In 2021, other advances confirm that the pace is accelerating. DALL-E shows that images can be generated from text. GitHub Copilot begins assisting developers directly in their work. Diffusion models progress rapidly. Demonstrations become more convincing. Use cases start moving beyond the strictly experimental frame.
Despite this, in many organizations, people continue watching from a distance. They find it impressive, but not yet concrete enough to make it a real leadership topic.
Then comes ChatGPT, on November 30, 2022.
What changes at that moment isn't just the model. It's mostly the way you access it. Suddenly, anyone can open an interface, ask a question in plain language, and get a usable answer in seconds. No API needed, no development environment, no need to understand what's running underneath.
That's the shift that brings AI into everyday life.
Within days, everyone tries it. Students, developers, consultants, marketing teams, executives, support staff. Very quickly, the topic moves out of technical teams and up through organizations. People start asking what these models can concretely do, where they can be integrated, what they will change, and how fast.
In 2023, the market expands quickly. GPT-4 ships. Claude arrives. Meta releases LLaMA, which significantly broadens access to open-source models. Other players gain importance. What, a few years earlier, was mostly the domain of a small number of labs becomes a much larger market.
But the real change isn't only there. It's in the way organizations begin to approach the subject.
At first, AI was perceived as a theme to monitor. Then as something to test. Then as a risk to manage. Today, in the most advanced companies, it's already a matter of execution.
Since 2024, we see more and more systems built around these models. They no longer just produce text in a demo interface. They're connected to tools, databases, internal software, business processes. They sort, write, classify, analyze, assist, trigger actions and, in some cases, take over entire sections of a workflow.
That's where the gap begins to really widen.
Some organizations have already accumulated several years of experience. They've tested, failed, corrected, started again. They've learned what works, what doesn't, where the technology creates value and where it destroys it. They have a better understanding of how to integrate these tools into the reality of operations.
Others are just starting to ask the right questions.
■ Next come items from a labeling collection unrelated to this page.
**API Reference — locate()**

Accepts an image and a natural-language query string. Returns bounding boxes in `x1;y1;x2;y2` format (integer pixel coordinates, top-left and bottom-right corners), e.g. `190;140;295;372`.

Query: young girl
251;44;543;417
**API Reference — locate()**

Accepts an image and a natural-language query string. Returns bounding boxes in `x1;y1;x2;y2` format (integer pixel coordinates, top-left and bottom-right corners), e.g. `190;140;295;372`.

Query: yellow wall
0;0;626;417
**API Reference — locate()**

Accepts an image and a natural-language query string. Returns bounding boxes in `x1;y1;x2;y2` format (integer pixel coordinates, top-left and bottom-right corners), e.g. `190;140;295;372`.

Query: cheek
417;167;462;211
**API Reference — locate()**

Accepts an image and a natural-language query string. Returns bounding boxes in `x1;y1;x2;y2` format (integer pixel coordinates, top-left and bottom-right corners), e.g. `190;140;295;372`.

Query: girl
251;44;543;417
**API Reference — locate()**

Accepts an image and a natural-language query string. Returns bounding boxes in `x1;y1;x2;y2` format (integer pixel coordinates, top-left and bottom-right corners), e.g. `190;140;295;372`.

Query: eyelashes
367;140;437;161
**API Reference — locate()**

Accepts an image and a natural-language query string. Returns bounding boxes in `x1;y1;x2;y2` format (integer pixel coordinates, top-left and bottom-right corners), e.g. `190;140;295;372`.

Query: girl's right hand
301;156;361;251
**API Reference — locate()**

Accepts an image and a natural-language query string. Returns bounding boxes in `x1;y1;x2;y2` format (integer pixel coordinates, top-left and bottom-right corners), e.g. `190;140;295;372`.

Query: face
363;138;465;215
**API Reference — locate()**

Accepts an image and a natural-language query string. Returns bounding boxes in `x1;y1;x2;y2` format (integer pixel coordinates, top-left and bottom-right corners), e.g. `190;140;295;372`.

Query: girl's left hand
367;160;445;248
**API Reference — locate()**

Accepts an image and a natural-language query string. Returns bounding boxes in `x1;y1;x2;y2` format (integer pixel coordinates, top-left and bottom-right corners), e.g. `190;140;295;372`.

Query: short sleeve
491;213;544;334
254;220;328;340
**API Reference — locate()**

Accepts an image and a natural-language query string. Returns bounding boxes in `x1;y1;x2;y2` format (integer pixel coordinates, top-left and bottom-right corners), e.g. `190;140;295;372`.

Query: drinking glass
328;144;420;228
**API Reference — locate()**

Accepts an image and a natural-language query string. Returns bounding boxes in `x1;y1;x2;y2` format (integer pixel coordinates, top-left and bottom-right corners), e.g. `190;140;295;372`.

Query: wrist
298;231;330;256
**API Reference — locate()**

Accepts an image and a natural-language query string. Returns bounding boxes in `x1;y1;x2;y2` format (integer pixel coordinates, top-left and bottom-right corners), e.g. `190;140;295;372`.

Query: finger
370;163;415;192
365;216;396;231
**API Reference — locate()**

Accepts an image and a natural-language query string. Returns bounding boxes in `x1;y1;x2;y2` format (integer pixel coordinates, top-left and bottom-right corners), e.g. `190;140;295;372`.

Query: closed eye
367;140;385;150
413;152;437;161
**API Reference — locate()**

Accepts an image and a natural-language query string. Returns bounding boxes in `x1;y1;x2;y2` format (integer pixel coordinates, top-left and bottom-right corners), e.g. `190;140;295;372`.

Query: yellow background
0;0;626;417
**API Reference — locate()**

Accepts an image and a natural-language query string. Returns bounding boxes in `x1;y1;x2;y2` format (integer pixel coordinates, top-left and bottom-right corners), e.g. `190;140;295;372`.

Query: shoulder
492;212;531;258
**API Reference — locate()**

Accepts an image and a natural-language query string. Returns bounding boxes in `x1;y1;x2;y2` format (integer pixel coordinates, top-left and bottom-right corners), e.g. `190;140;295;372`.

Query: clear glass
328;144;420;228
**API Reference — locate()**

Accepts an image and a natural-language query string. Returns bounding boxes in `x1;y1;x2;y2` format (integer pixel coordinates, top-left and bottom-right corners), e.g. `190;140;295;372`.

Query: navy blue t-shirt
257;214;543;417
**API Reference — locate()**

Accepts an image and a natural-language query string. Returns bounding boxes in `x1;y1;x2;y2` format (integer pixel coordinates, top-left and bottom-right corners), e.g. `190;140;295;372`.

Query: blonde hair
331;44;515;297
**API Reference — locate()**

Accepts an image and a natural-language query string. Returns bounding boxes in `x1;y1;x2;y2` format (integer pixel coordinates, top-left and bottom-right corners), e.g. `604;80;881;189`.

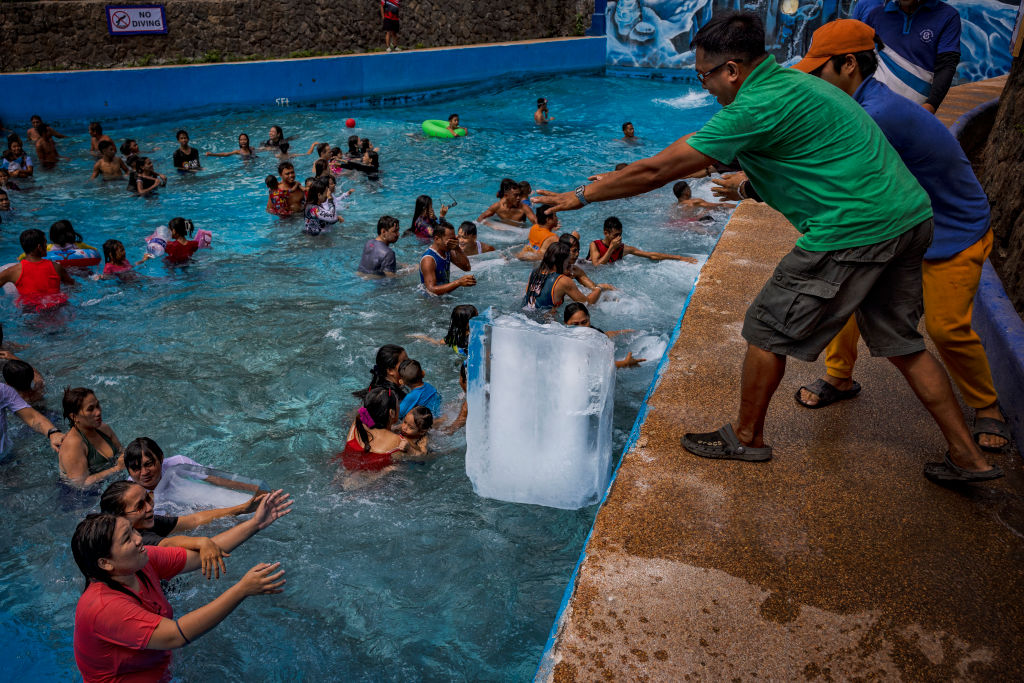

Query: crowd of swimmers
0;81;745;681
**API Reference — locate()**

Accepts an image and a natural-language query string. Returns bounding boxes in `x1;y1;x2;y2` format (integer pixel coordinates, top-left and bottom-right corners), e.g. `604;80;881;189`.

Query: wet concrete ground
542;77;1024;682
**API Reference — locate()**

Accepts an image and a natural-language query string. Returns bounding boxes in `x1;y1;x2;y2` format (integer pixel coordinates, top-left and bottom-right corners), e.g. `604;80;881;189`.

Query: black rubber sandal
680;425;771;463
971;417;1012;453
793;379;860;411
925;451;1005;483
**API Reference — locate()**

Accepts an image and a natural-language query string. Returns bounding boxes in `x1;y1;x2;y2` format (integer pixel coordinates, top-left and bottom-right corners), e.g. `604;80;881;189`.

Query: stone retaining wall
0;0;594;72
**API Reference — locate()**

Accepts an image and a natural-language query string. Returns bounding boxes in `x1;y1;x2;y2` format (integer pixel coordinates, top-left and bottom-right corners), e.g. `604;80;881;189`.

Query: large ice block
466;310;615;510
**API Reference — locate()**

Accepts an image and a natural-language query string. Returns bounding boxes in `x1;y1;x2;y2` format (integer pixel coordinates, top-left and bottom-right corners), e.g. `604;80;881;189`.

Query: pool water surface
0;76;726;681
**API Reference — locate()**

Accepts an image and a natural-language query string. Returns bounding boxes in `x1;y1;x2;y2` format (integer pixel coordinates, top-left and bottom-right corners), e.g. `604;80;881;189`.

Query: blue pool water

And that gap doesn't close overnight. Because it doesn't depend only on access to models. It depends on accumulated experience, the quality of chosen use cases, execution speed, and the ability to turn new technology into concrete advantage.
In 2026, the dividing line is no longer between those who have heard of AI and those who haven't.
It's between those who have already started building with it, and those who are still discussing it.